Pria itu, dengan hati-hati namun terlihat canggung, meraih tangan Cella. Tatapannya melunak seolah menyembunyikan sesuatu. "Kau baik-baik saja? Dokter bilang kepalamu terbentur keras saat jatuh, tapi kau beruntung. Luka ini tidak terlalu parah".
Cella memandangi pria itu dengan kebingungan. Wajahnya tampan, tegas, dengan rahang kokoh dan mata gelap yang penuh emosi yang tak bisa ia baca. Namun, siapa dia?
"Maaf" Cella berkata dengan suara kecil. "Aku... siapa kau?"
Tatapan pria itu berubah kaku. Sekilas terlihat rasa terluka dalam matanya, namun ia segera menutupinya dengan senyum tipis yang tampak dipaksakan. "Darius.
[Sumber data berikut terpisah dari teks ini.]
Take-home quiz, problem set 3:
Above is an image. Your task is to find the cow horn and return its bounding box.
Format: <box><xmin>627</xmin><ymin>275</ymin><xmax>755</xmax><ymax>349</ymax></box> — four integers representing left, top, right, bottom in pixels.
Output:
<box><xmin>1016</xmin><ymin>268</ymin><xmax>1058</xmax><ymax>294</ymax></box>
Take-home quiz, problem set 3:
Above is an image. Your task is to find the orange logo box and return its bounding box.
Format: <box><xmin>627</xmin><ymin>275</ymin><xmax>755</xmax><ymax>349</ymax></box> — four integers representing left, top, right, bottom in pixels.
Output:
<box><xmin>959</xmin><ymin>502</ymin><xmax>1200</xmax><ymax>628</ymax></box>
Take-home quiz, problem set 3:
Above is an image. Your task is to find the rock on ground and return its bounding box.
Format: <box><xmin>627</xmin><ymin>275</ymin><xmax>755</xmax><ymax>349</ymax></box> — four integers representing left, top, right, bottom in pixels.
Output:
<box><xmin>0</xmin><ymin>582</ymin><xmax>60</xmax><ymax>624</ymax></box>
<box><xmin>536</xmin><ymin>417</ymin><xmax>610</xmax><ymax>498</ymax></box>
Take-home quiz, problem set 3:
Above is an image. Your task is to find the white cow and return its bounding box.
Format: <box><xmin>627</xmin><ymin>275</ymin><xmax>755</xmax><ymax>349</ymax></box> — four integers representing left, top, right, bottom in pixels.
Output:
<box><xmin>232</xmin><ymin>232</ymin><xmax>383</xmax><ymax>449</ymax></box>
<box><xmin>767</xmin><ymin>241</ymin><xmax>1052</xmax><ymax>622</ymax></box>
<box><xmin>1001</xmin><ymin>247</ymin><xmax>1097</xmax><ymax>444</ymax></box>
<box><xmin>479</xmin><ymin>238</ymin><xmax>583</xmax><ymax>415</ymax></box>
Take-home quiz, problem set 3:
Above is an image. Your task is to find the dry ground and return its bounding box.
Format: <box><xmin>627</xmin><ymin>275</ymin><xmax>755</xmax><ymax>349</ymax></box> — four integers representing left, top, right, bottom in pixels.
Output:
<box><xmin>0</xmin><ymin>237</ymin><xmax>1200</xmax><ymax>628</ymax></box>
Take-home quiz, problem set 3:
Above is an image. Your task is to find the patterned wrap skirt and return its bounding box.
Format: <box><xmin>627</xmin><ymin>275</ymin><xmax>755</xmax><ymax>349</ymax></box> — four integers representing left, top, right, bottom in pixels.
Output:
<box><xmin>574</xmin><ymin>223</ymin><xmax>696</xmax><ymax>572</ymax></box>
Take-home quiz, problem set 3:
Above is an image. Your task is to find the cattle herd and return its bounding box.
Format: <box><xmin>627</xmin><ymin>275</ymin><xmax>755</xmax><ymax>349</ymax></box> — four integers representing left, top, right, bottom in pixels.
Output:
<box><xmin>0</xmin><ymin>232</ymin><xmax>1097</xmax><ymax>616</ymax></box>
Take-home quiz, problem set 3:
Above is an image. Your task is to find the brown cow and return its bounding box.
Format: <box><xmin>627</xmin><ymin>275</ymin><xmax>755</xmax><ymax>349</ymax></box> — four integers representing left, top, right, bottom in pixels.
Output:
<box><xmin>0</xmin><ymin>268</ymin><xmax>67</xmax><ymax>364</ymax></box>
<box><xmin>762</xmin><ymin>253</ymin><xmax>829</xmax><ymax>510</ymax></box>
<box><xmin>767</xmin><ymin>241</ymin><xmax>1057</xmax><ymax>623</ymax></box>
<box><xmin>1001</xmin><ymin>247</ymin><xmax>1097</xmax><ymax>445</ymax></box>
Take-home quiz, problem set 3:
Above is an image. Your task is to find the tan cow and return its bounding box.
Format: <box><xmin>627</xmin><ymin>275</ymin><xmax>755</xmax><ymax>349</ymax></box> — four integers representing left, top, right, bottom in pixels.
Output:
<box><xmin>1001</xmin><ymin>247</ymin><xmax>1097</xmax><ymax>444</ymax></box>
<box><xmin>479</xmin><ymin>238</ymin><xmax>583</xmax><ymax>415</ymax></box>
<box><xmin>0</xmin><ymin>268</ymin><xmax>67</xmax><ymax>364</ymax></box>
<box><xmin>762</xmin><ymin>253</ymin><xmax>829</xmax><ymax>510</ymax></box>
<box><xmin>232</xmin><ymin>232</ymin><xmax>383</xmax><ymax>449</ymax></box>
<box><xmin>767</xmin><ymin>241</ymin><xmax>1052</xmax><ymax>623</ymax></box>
Aku suamimu".
S-U-A-M-I?
Cella tersentak, mulutnya ternganga tanpa sadar. Suami? Sejak kapan ia punya suami? Ia hanya seorang koki lajang yang... mati!
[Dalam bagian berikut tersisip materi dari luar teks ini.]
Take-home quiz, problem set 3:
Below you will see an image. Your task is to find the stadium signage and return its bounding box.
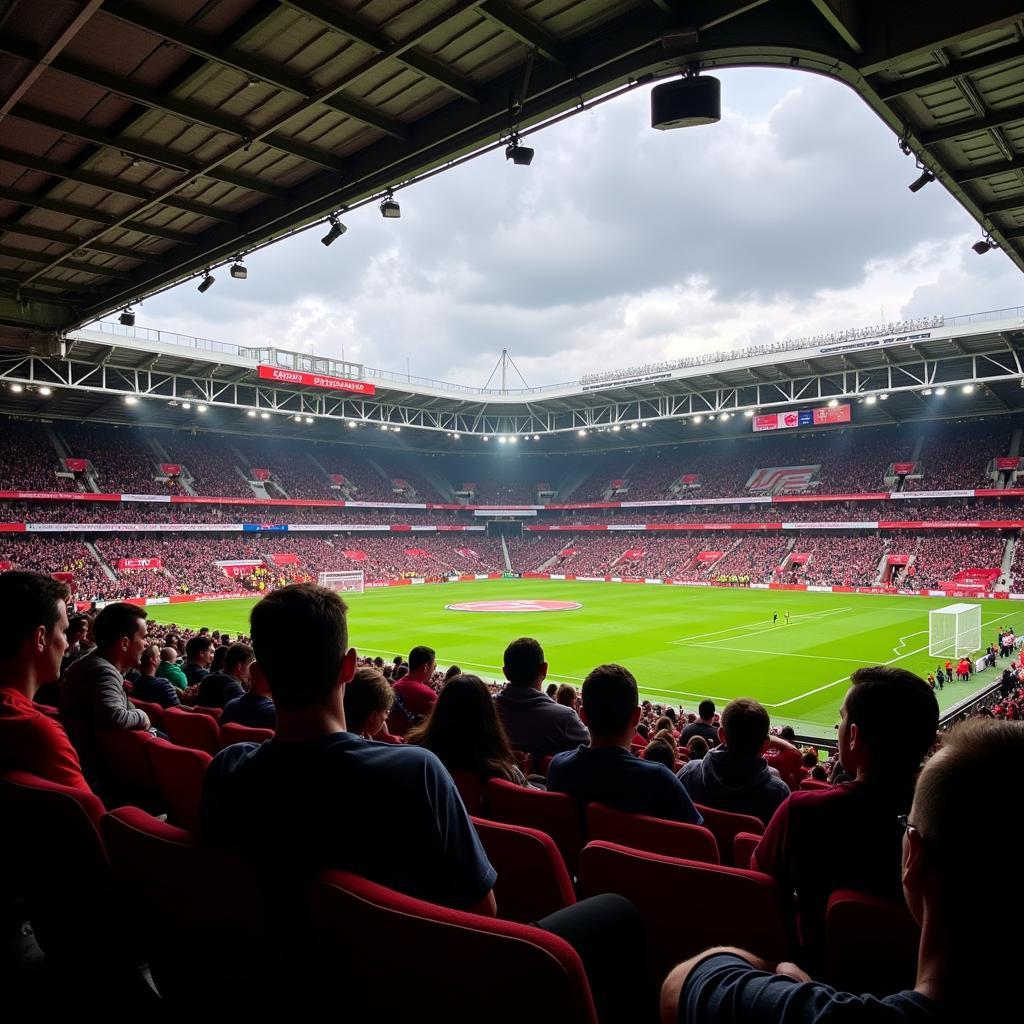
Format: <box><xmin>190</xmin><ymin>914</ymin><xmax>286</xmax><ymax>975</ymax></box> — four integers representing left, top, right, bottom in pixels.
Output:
<box><xmin>257</xmin><ymin>366</ymin><xmax>377</xmax><ymax>395</ymax></box>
"Suami?" gumamnya pelan, mencoba mencerna informasi ini.
Darius mengangguk, masih memegang tangan Cella dengan lembut "Aku tahu kepalamu terluka, jadi mungkin kau masih bingung. Jangan memaksakan dirimu untuk mengingat apa pun sekarang"
Cella menelan ludah, pikirannya kacau balau. Ia harus segera mengatasi situasi ini. Jika memang ia berada di tubuh wanita bernama Fifi, ia harus berpikir cerdas dan berhati-hati.
"Terima kasih... Darius" ucapnya, berusaha tenang meski suaranya sedikit bergetar.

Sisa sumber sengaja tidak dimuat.